Das Bundesverfassungsgericht hat am 7.7.2010 entschieden, dass § 17 Abs. 1 Satz 4 i. V. m. § 52 Abs. 1 Satz 1 EStG unter bestimmten Voraussetzungen gegen die verfassungsrechtlichen Grundsätze des Vertrauensschutzes verstößt und nichtig ist.

Dies gilt, soweit in einem Veräußerungsgewinn Wertsteigerungen steuerlich erfasst werden, die bis zur Verkündung des StEntlG 1999/2000/2002 am 31.3.1999 entstanden sind und die

  • entweder - bei einer Veräußerung bis zu diesem Zeitpunkt - nach der zuvor geltenden Rechtslage steuerfrei realisiert worden sind
  • oder - bei einer Veräußerung nach Verkündung des Gesetzes - sowohl zum Zeitpunkt der Verkündung als auch zum Zeitpunkt der Veräußerung nach der zuvor geltenden Rechtslage steuerfrei hätten realisiert werden können.

Das BVerfG begründet seine Entscheidung damit, dass insoweit bereits eine konkrete Vermögensposition entstanden sei, die durch die rückwirkende Absenkung der Beteiligungsgrenze nachträglich entwertet werde. Das führe zu einer unzulässigen Ungleichbehandlung im Vergleich zu Anteilseignern, die ihre Anteile noch bis Ende 1998 verkauft hatten, da diese den Gewinn noch steuerfrei vereinnahmen konnten. Dies sei unter dem Gesichtspunkt der Lastengleichheit nicht zulässig.

Soweit sich der steuerliche Zugriff auf die erst nach der Verkündung der Neuregelung eintretenden Wertsteigerungen beschränke, begegne dies unter Gesichtspunkten des Vertrauensschutzes jedoch keinen verfassungsrechtlichen Bedenken, auch wenn sie bislang steuerfrei gewesen wären. Zwar könne der Erwerb einer Beteiligung in einer bestimmten Höhe maßgeblich von der Erwartung bestimmt sein, etwaige Wertsteigerungen steuerfrei realisieren zu können. Die bloße Möglichkeit, Gewinne später steuerfrei vereinnahmen zu können, begründe aber keine rechtlich geschützte Vertrauensposition, weil damit im Zeitpunkt des Erwerbs nicht sicher gerechnet werden könne.
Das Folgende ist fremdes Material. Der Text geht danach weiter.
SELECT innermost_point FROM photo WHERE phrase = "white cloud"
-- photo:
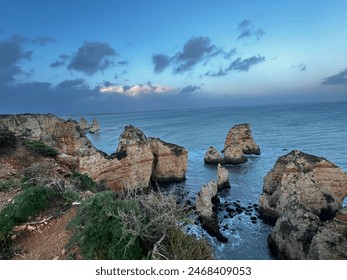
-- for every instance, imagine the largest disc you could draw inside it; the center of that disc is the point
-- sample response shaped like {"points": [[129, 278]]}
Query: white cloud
{"points": [[136, 90]]}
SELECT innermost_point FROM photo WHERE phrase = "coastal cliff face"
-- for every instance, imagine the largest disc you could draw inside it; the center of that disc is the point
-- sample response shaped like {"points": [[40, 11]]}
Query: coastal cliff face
{"points": [[137, 162], [304, 194], [238, 143]]}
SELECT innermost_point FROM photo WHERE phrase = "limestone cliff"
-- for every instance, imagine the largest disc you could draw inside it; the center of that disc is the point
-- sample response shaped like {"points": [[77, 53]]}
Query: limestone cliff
{"points": [[304, 194], [137, 162]]}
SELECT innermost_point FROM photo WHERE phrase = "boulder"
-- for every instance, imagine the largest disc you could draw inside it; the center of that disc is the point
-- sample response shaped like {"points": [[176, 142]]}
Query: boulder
{"points": [[241, 136], [95, 127], [84, 125], [304, 194], [313, 181], [223, 178], [205, 201], [330, 242], [212, 156], [234, 155], [137, 163]]}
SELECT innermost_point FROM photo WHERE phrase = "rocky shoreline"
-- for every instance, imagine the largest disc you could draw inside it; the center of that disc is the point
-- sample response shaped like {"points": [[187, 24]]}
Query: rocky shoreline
{"points": [[302, 195]]}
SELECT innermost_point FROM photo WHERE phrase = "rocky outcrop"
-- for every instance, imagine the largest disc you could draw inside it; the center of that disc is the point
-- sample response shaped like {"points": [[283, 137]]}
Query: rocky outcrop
{"points": [[212, 156], [86, 128], [240, 136], [205, 201], [223, 178], [313, 181], [95, 127], [84, 125], [238, 142], [304, 195], [138, 162]]}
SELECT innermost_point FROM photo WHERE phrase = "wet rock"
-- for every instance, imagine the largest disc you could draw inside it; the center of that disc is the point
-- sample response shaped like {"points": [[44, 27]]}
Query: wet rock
{"points": [[212, 156], [223, 178]]}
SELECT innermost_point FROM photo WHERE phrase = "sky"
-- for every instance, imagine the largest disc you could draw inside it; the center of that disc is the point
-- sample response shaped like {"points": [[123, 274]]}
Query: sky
{"points": [[107, 56]]}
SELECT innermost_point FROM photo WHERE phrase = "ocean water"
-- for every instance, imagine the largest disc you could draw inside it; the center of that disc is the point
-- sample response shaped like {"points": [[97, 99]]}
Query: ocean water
{"points": [[318, 129]]}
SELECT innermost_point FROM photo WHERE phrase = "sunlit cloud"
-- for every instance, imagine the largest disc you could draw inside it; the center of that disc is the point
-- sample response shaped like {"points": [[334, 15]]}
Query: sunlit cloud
{"points": [[136, 90]]}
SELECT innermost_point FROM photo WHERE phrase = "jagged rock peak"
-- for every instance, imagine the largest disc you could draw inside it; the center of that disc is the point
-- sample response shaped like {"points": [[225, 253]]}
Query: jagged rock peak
{"points": [[240, 136], [212, 156], [130, 136]]}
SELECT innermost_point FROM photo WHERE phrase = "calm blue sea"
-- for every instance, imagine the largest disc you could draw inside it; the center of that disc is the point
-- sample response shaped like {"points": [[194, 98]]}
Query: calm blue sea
{"points": [[319, 129]]}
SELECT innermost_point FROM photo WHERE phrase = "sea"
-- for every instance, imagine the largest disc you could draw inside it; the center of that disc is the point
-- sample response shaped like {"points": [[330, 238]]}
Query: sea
{"points": [[317, 129]]}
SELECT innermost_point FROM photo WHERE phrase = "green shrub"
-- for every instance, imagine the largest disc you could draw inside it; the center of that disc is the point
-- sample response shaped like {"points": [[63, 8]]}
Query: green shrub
{"points": [[27, 204], [41, 148], [84, 182], [178, 245], [7, 184], [99, 232]]}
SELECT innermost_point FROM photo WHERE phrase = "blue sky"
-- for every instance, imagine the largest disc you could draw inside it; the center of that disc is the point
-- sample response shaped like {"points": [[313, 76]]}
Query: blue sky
{"points": [[89, 56]]}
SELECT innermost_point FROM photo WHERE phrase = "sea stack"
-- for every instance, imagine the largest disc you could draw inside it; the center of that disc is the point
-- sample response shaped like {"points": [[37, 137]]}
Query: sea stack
{"points": [[304, 194]]}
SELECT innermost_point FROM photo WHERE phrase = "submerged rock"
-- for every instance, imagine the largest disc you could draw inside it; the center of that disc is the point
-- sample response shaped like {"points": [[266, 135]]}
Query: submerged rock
{"points": [[303, 194], [205, 209], [95, 127], [241, 136]]}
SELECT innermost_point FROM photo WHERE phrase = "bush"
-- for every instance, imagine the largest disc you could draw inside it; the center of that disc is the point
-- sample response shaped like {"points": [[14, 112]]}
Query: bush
{"points": [[134, 227], [84, 182], [99, 232], [41, 148], [27, 204], [178, 245]]}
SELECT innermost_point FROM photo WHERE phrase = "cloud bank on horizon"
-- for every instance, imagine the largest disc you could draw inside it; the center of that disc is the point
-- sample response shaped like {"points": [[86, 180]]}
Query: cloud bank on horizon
{"points": [[238, 54]]}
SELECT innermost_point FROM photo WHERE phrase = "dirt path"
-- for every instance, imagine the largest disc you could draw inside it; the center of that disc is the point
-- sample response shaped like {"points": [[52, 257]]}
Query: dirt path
{"points": [[47, 241]]}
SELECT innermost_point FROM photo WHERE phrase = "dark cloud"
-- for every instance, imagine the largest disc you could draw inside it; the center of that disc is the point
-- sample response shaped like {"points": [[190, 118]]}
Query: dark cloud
{"points": [[338, 79], [195, 50], [63, 59], [248, 30], [77, 83], [160, 61], [123, 63], [301, 67], [238, 65], [189, 89], [11, 54], [92, 57], [44, 40], [243, 65]]}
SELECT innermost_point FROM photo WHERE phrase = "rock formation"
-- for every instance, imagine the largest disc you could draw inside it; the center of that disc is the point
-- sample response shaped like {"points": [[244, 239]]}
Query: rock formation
{"points": [[238, 142], [304, 194], [95, 127], [223, 178], [138, 162], [240, 136], [212, 156], [84, 125], [205, 201]]}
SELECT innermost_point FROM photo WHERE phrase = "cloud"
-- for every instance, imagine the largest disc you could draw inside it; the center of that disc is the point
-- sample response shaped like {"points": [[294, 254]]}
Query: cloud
{"points": [[248, 30], [160, 61], [11, 54], [92, 57], [238, 65], [63, 59], [135, 90], [194, 51], [68, 84], [44, 40], [338, 79], [301, 67], [243, 65], [189, 89]]}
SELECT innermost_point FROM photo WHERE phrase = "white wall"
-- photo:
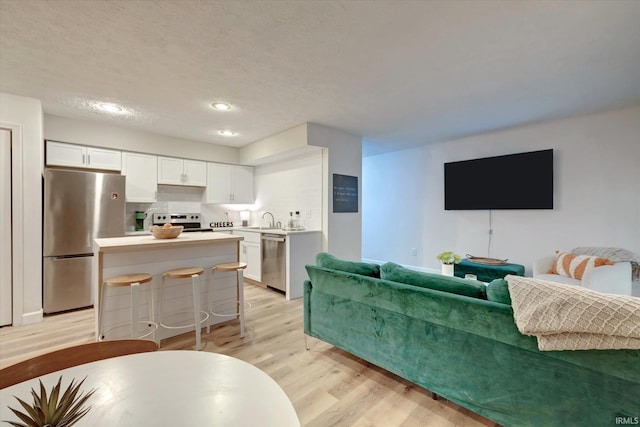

Zur Anwendung der Grundsätze dieser Entscheidung auf Fälle des § 17 EStG hat die Finanzverwaltung mit BMF-Schreiben vom 20.12.2010 (BStBl 2011 I S. 16) Stellung genommen.

Im Einvernehmen mit den obersten Finanzbehörden der Länder sind die Grundsätze dieser Entscheidung des BVerfG auch auf die Fälle von Einlagen nach § 6 Abs. 1 Nr. 5 Satz 1 Buchst. b EStG und Einbringungen nach § 22 Abs. 1 Satz 5 i. V. m. Abs. 2 UmwStG entsprechend anzuwenden, in denen es über den Ansatz der originären Anschaffungskosten zur Erfassung des bis zum 31.3.1999 eingetretenen nicht steuerbaren Wertzuwachses kommt.

Dieses Schreiben ist auf alle noch offenen Fälle anzuwenden.